Page 13 of Naughty by Nature

Chapter 5

Sheridan glancedinto the rearview mirror. Cheyenne was behind him, following right on his bumper as he led her to the office. They would leave her car there in the secured lot and he would drive them to his house. Picking up his phone, he dialed Marlene.

“Grace confirmed it,” he told her when she picked up. “She spotted Wade at the library two days ago. Let everyone know to be on the lookout. Consider him armed and dangerous and not to be approached without back-up.”

“Gotcha, boss. I’ll pass it along. At least now we know.”

“Yes, I suppose. Until notified otherwise Cheyenne and the girls will be at my house.”

“Oh, that’s smart,” Marlene told him approvingly. “This would be too much for Garrett and Francine to deal with right now.”

“Yes,” he agreed. “Hopefully we can get this all straightened out before Garrett even knows anything is going on.”

His next call was to his daughter, to let her know their house was about to be invaded.

“Why do they have to come here?” Olivia demanded.

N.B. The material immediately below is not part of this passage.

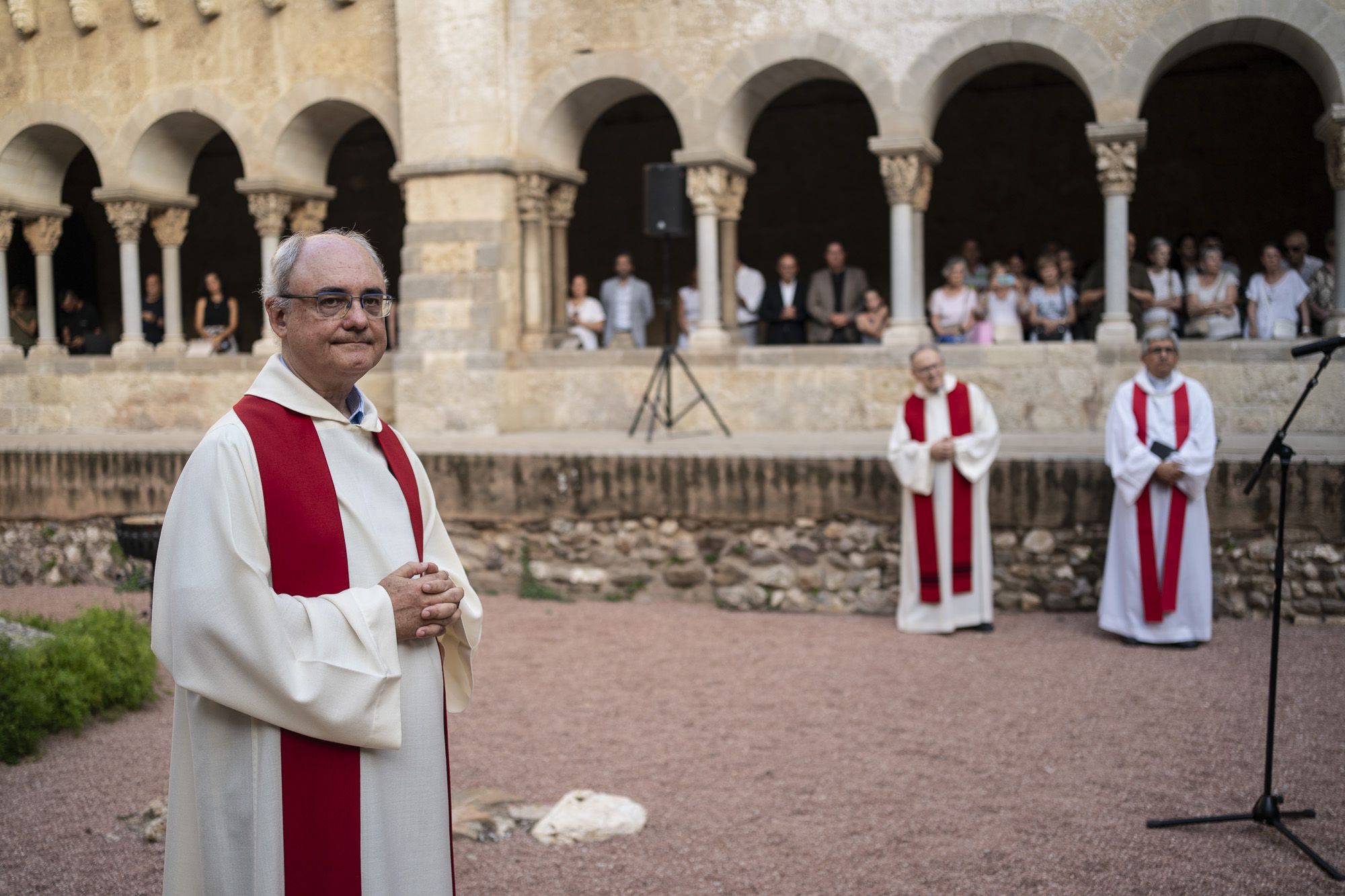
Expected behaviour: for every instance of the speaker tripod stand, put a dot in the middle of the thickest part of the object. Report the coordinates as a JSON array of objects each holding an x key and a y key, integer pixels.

Sheridan winced, knowing this was going to be an issue. “Because the man attacked her and is now in the area again. The eight-year old spotted him. If they go home, there’s a very strong chance that something bad will happen, and we’re too spread out across the county to get there fast.”

Olivia huffed. “This seems excessive. Since when are you in the protection business?”

“Since a good friend of mine is in trouble.”

She snorted. “Sounds like someone is getting hard up. I know you’ve got a thing for her.”

“Olivia!” He snapped. “I don’t know where this mouthieness is coming from, but you’re going to stow it. You will be polite and welcoming to our guests, do you understand me?”

She sighed as if her life were ending and he could almost hear the eye roll. “Whatever.”

She hung up without a goodbye and he wished he could rewind the clock about three years. Olivia had been a wonderful little girl then, articulate and humble. When the hormones had started rolling, though, that had all changed.

When he and Nora had found out they were having a girl they’d been ecstatic. It had been understood though that Nora would deal with the female things and Sheridan would deal with the boy things. They’d planned on having more kids, hopefully boys among them, but after the first pregnancy things had gone down hill. Nora had suffered through three miscarriages before they’d shelved the idea of more kids for a while. They’d waited several years until Olivia was in school before they started talking about trying to have another baby. It hadn’t been that easy. For several years they tried to have another baby, even resorting to in-vitro after a while, but nothing had worked.

Nora had devoted her attention to raising Olivia to be the best little person she possibly could and they had moved on with their lives. They finally accepted that Olivia would be their only child. She’d been eight by then, and their little family of three had done well together.

After they moved to Honeywell for him to take a job at the department, they’d decided to take a little weekend retreat, just the two of them, before Nora started looking for a job. Nora’s parents took care of Olivia. That escape was when he had felt something a little different with his wife’s breast. They’d had an active sex life until that year and he was very familiar with her body, so the swelling and redness was immediately noticeable. It had seemed like such a cosmic joke that when they’d escaped for a little reconnection time, their lives had fallen even further apart.

Nora hadn’t panicked, though. As soon as they’d returned home she’d made an appointment with her doctor. But the diagnosis had been devastating— Inflammatory Breast Cancer, rare and extremely aggressive.

Sheridan had carried a lot of guilt for that because he had been the one to find the difference. He should have found it sooner, because within six months of the diagnosis she was gone from their lives. Maybe if he had focused on her sooner, better, they would have caught it in time for a different outcome.

His head told him it wouldn’t have changed anything, but his heart wouldn’t let it rest.

Olivia was positively lost at the time. She was an eight-year-old girl with no understanding of death. Olivia still had all of her grandparents but her mother’s death had disrupted the natural order of things. There had been no easing her into it. One day Nora had been there, the next she was gone.

Counseling had helped a little bit, but not as much as he had hoped. He showered her with love, but she’d never regained that little girl sparkle, that joy in life. It was hard for him to watch.

Now there were four more females that needed to be watched over, and he was the man to do the job.

* * *

Cheyenne felt souncomfortable following Sheridan’s big sheriff’s truck. If people were looking at him they were seeing her right behind him. When they pulled into the parking lot of the sheriff’s department she gave the girls their marching orders. “Grab your stuff and let’s get to the truck. No dawdling."

The girls seemed to sense her anxiety and did as she told them without fuss. Cheyenne gathered up her things and locked her Cherokee, then headed for Sheridan’s truck. He sat in the driver’s side, hands on the wheel, watching every move she made. When she climbed into the passenger seat he gave her a small, reassuring smile.

Cheyenne was too caught up in her anxieties, scanning every car they passed until she thought she would go crazy. Sheridan kept the girls occupied, asking them about school.

“Mama, wait! We can’t leave Daisy at the house alone. What if he comes there and takes her?”